Pero Wang Lung se había vuelto prudente con la prosperidad. Sabía que no podía invitar a gente hambrienta nada más que a ver pasteles. Y se apresuró a decir:
– Trae mala suerte mirar dulces antes de Año Nuevo.
La mujer, con las manos polvorientas de la delicada y rica harina, y pegajosas de manteca, exclamó:
– Estos pasteles no son para comerlos nosotros, excepto uno o dos de los sencillos, para que los prueben los invitados. Nosotros no somos bastante ricos para comer azúcar blanco y manteca. Los estoy preparando para la Venerable Señora de la casa grande. Iré con el niño en el segundo día del Año Nuevo y llevaré los pasteles como regalo.

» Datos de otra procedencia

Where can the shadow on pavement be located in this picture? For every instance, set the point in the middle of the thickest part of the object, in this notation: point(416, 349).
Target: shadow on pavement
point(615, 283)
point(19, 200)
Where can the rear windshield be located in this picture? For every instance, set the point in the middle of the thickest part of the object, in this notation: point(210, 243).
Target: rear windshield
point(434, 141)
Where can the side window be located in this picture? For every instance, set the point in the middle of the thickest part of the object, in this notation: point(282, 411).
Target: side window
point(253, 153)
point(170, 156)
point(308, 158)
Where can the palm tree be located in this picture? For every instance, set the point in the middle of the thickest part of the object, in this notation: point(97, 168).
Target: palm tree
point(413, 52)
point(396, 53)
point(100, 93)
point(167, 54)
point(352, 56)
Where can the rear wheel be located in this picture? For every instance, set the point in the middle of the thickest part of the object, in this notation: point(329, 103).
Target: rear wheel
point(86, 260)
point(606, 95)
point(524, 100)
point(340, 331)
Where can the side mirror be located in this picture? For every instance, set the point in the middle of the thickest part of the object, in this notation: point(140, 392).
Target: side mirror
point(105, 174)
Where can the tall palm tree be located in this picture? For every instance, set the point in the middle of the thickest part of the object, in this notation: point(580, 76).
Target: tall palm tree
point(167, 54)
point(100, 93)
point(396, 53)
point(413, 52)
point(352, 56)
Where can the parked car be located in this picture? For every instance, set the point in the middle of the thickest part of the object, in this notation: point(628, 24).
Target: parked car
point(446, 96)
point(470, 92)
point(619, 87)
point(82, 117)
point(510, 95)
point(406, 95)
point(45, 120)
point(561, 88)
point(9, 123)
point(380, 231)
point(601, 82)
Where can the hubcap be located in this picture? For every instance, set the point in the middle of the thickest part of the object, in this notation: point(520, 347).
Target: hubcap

Entonces los dulces adquirieron más importancia que nunca, y Wang Lung se sintió satisfecho de que a aquel salón donde él había entrado con tanta timidez y tan pobremente, fuera su esposa ahora como una visita, llevando a su hijo vestido de rojo, y unos pasteles como aquéllos, hechos de la mejor harina, azúcar y manteca.
Al lado de esto, todo lo demás del Año Nuevo cayó en la insignificancia. El abrigo negro, de tela de algodón, que O-lan le había hecho, sólo sirvió para que Wang Lung se dijese:
Me lo pondré cuando los acompañe hasta la puerta de la casa grande.